The museum’s position seems to me weak in any number of ways:

  • The relationship between Japanese woodblock prints and Impressionism is well-documented, easy to illustrate in a respectful fashion. There’s nothing necessary about using La Japonaise in this way
  • If the goal is to illustrate the physicality of a work, there are innumerable works that could get the “living picture” treatment. This seems clearly an attempt to capitalize on social media and stunt replications of famous artworks, but selection and execution count.
  • The museum clearly thinks that invoking Japanese sources exonerates it from racist implications. It does complicate the question somewhat, but it’s not at all clear to me that ‘authenticity’ excuses bad behavior.
  • Is it unequivocal that Monet’s work is a critique of Japonisme? I don’t know enough about the work to be sure, but there’s a huge range of satire: it can be ‘poking fun’ without seriously critiquing; it can delegitimize it’s target by exposing hypocrisy/cruelty/etc.; Monet’s work seems firmly in the former category, at best.
  • If Monet’s work is a critique of Japonisme, is replication of the scene in any coherent way an extension or replication of the intent?

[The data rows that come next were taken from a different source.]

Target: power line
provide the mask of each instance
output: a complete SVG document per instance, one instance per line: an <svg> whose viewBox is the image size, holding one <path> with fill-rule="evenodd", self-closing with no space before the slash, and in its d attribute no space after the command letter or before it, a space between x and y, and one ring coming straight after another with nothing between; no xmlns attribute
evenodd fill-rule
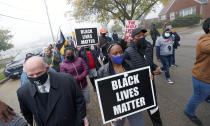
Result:
<svg viewBox="0 0 210 126"><path fill-rule="evenodd" d="M12 16L9 16L9 15L4 15L4 14L0 14L0 16L8 17L8 18L16 19L16 20L22 20L22 21L32 22L32 23L46 24L46 23L42 23L42 22L38 22L38 21L33 21L33 20L28 20L28 19L23 19L23 18L12 17Z"/></svg>
<svg viewBox="0 0 210 126"><path fill-rule="evenodd" d="M38 13L37 11L32 11L32 10L28 10L28 9L24 9L24 8L19 8L19 7L13 6L11 4L8 4L8 3L2 2L2 1L0 1L0 4L6 5L8 7L15 8L15 9L18 9L18 10L22 10L22 11L30 11L30 12Z"/></svg>

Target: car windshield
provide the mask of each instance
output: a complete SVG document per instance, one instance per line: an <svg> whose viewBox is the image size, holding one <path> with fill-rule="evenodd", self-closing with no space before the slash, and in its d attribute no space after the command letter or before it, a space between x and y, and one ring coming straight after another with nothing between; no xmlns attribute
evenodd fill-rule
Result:
<svg viewBox="0 0 210 126"><path fill-rule="evenodd" d="M26 53L19 53L15 56L15 58L13 59L13 61L18 61L18 60L23 60L26 57Z"/></svg>

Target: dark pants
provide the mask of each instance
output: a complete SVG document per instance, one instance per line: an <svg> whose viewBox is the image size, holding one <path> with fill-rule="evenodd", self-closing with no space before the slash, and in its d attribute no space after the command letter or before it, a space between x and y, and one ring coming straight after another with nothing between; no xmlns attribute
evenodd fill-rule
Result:
<svg viewBox="0 0 210 126"><path fill-rule="evenodd" d="M160 111L158 108L158 103L157 103L157 95L156 95L156 88L155 88L155 82L153 81L153 87L154 87L154 94L155 94L155 99L156 99L156 106L148 109L147 112L150 116L150 119L152 120L153 126L162 126L162 120L160 118Z"/></svg>
<svg viewBox="0 0 210 126"><path fill-rule="evenodd" d="M210 83L200 81L195 77L192 77L192 82L193 95L186 106L185 112L191 116L194 116L198 105L205 101L205 99L210 94Z"/></svg>
<svg viewBox="0 0 210 126"><path fill-rule="evenodd" d="M92 83L92 86L93 86L93 90L94 91L96 91L95 79L96 78L94 78L94 77L93 78L90 78L90 82Z"/></svg>
<svg viewBox="0 0 210 126"><path fill-rule="evenodd" d="M169 68L171 66L172 55L160 56L161 63L163 64L163 70L165 71L166 79L170 78Z"/></svg>
<svg viewBox="0 0 210 126"><path fill-rule="evenodd" d="M155 42L156 42L157 39L152 39L153 41L153 44L152 44L152 47L154 48L155 47Z"/></svg>
<svg viewBox="0 0 210 126"><path fill-rule="evenodd" d="M175 49L173 49L173 54L171 58L171 65L175 65Z"/></svg>

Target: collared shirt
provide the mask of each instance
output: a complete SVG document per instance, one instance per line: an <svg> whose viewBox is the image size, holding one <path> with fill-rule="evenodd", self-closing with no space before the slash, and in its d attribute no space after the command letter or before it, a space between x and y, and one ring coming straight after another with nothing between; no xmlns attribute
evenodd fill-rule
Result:
<svg viewBox="0 0 210 126"><path fill-rule="evenodd" d="M50 92L50 76L48 75L47 81L41 85L38 86L39 93L49 93Z"/></svg>

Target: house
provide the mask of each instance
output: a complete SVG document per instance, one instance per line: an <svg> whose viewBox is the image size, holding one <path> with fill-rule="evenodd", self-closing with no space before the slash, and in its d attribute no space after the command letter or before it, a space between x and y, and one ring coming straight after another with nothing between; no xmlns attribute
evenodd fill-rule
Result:
<svg viewBox="0 0 210 126"><path fill-rule="evenodd" d="M159 13L159 18L162 21L172 21L178 17L196 14L206 19L210 17L209 12L209 0L170 0Z"/></svg>

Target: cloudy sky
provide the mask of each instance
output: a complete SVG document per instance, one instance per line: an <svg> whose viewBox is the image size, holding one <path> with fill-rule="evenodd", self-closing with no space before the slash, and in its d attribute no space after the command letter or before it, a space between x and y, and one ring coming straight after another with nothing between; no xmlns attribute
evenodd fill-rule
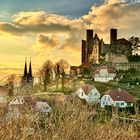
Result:
<svg viewBox="0 0 140 140"><path fill-rule="evenodd" d="M105 42L111 27L119 37L140 36L140 1L0 0L0 73L21 73L25 57L34 71L46 59L80 64L88 23Z"/></svg>

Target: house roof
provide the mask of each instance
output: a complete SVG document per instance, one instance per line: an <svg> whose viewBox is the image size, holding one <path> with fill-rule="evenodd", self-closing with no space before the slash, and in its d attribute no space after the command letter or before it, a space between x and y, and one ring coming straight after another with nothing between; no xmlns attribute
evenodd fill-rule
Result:
<svg viewBox="0 0 140 140"><path fill-rule="evenodd" d="M92 85L84 85L81 86L81 89L84 91L85 94L89 94L89 92L94 88Z"/></svg>
<svg viewBox="0 0 140 140"><path fill-rule="evenodd" d="M94 74L99 74L100 70L102 69L107 69L108 70L108 73L116 73L116 70L114 67L109 67L109 66L101 66L101 67L98 67Z"/></svg>
<svg viewBox="0 0 140 140"><path fill-rule="evenodd" d="M134 102L134 97L128 91L122 89L108 90L105 94L109 95L114 101Z"/></svg>

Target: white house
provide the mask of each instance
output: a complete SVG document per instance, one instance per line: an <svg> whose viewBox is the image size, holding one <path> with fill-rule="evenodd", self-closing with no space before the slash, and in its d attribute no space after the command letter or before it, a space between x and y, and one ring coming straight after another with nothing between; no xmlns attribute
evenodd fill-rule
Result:
<svg viewBox="0 0 140 140"><path fill-rule="evenodd" d="M116 70L113 67L101 66L94 72L94 81L107 83L110 80L114 80L116 76Z"/></svg>
<svg viewBox="0 0 140 140"><path fill-rule="evenodd" d="M122 89L108 90L101 98L101 107L114 106L119 108L133 107L134 97Z"/></svg>
<svg viewBox="0 0 140 140"><path fill-rule="evenodd" d="M45 99L37 99L35 104L36 111L49 113L52 111L52 108L49 106L48 102Z"/></svg>
<svg viewBox="0 0 140 140"><path fill-rule="evenodd" d="M80 99L85 99L88 104L94 104L100 100L100 93L92 85L81 86L76 90L75 94Z"/></svg>

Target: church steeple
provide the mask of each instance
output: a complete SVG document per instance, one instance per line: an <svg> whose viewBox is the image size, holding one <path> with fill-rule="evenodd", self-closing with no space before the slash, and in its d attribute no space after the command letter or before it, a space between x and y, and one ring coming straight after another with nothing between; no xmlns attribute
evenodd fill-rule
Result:
<svg viewBox="0 0 140 140"><path fill-rule="evenodd" d="M31 62L31 58L30 58L30 65L29 65L29 77L33 77L32 76L32 62Z"/></svg>
<svg viewBox="0 0 140 140"><path fill-rule="evenodd" d="M27 76L27 58L25 58L24 74L23 77Z"/></svg>

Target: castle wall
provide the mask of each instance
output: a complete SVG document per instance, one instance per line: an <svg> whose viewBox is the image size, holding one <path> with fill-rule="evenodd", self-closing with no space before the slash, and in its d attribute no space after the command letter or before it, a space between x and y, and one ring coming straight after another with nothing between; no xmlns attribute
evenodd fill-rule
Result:
<svg viewBox="0 0 140 140"><path fill-rule="evenodd" d="M140 71L140 62L136 63L116 63L116 64L109 64L109 66L115 67L117 70L128 70L130 68L134 68Z"/></svg>
<svg viewBox="0 0 140 140"><path fill-rule="evenodd" d="M128 63L127 56L124 54L107 53L105 61L109 63Z"/></svg>
<svg viewBox="0 0 140 140"><path fill-rule="evenodd" d="M84 63L86 61L86 41L82 40L82 60L81 62Z"/></svg>

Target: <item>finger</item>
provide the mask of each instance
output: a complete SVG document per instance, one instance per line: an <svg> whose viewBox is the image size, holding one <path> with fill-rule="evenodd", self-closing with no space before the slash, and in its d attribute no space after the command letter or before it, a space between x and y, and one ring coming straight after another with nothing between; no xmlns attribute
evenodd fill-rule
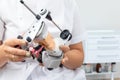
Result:
<svg viewBox="0 0 120 80"><path fill-rule="evenodd" d="M22 39L9 39L4 42L5 45L16 46L16 45L26 45L26 42Z"/></svg>
<svg viewBox="0 0 120 80"><path fill-rule="evenodd" d="M7 54L7 58L9 59L9 61L12 61L12 62L19 62L25 59L25 57L23 56L16 56L13 54Z"/></svg>
<svg viewBox="0 0 120 80"><path fill-rule="evenodd" d="M67 61L68 61L68 57L64 57L64 58L62 59L62 64L65 64Z"/></svg>
<svg viewBox="0 0 120 80"><path fill-rule="evenodd" d="M6 53L17 55L17 56L26 56L26 54L28 54L27 51L25 50L13 48L9 46L5 47L4 50Z"/></svg>
<svg viewBox="0 0 120 80"><path fill-rule="evenodd" d="M63 53L66 53L67 51L70 50L69 46L61 45L60 49L63 51Z"/></svg>

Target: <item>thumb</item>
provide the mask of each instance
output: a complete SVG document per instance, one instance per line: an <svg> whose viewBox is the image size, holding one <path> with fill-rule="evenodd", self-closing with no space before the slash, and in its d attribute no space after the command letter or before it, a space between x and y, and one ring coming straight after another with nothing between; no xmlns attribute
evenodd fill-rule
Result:
<svg viewBox="0 0 120 80"><path fill-rule="evenodd" d="M70 50L69 46L65 46L65 45L61 45L59 48L60 48L60 50L63 51L63 53L66 53L67 51Z"/></svg>

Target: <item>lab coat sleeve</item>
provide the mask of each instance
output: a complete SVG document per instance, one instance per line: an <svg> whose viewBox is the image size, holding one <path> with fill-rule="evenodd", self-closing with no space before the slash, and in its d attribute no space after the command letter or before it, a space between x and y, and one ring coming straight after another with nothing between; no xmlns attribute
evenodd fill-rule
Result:
<svg viewBox="0 0 120 80"><path fill-rule="evenodd" d="M5 31L4 22L0 19L0 40L3 40L4 31Z"/></svg>

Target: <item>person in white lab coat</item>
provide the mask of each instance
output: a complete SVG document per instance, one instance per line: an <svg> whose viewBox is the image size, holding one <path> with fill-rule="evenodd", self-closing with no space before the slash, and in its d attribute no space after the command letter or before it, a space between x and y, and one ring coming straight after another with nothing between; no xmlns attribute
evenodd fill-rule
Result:
<svg viewBox="0 0 120 80"><path fill-rule="evenodd" d="M25 0L25 3L39 13L45 8L51 11L53 20L61 29L72 33L68 46L61 46L64 67L47 70L36 60L27 58L27 51L14 48L26 45L24 40L16 39L34 22L34 16L19 0L0 0L0 80L86 80L81 68L84 60L82 41L85 30L80 25L80 12L75 0ZM46 21L49 32L58 37L59 30ZM27 59L26 59L27 58ZM22 62L26 59L25 62Z"/></svg>

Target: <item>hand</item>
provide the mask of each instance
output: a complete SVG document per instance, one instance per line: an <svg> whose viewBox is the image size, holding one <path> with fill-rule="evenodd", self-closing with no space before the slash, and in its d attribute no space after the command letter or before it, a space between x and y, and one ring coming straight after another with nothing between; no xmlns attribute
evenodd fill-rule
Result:
<svg viewBox="0 0 120 80"><path fill-rule="evenodd" d="M8 61L18 62L24 60L27 51L15 48L16 45L23 46L26 45L26 42L20 39L9 39L0 45L0 67Z"/></svg>
<svg viewBox="0 0 120 80"><path fill-rule="evenodd" d="M65 64L65 63L67 63L68 60L69 60L69 58L68 58L68 55L69 55L68 51L70 51L70 48L69 48L69 46L61 45L61 46L60 46L60 49L61 49L61 50L63 51L63 53L64 53L64 56L63 56L63 59L62 59L62 64Z"/></svg>
<svg viewBox="0 0 120 80"><path fill-rule="evenodd" d="M48 33L45 39L40 40L39 38L36 38L34 41L44 46L48 50L54 50L55 48L55 42L50 33Z"/></svg>

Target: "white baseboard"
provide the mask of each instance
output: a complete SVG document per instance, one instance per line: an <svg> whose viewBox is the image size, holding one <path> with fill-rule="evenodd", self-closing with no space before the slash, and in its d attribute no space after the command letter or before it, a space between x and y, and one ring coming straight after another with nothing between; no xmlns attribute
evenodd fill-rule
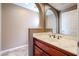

Finally, and most interestingly, I think, the Museum’s invocation of ‘dialogue’ shows the institutional failure to truly understand their role and effect in the 21st century cultural environment. Museums are classic ‘top down’ educational institutions: they show, but rarely look around; they lecture, but rarely listen; they educate, but rarely learn. “Interactive” in a museum context means playing an educational game or getting to share an emotional response that gets seen for a few hours before the slate is wiped clean for new patrons. “Community engagement” means letting schoolchildren look at stuff, or having a quiet Thursday afternoon lecture for retirees and scholars. And once a work is ‘a classic’ it has to be treated lightly, justified, preserved as a valued attraction, not seriously critiqued.

It’s not going to work for much longer.

Update: MFA has modified the program to eliminate the playacting: We apologize for offending any visitors, and welcome everyone to participate in these programs on Wednesday evenings, when Museum admission is free. We look forward to continuing the Museum’s long-standing dialogue about the art, culture and influence of Japan.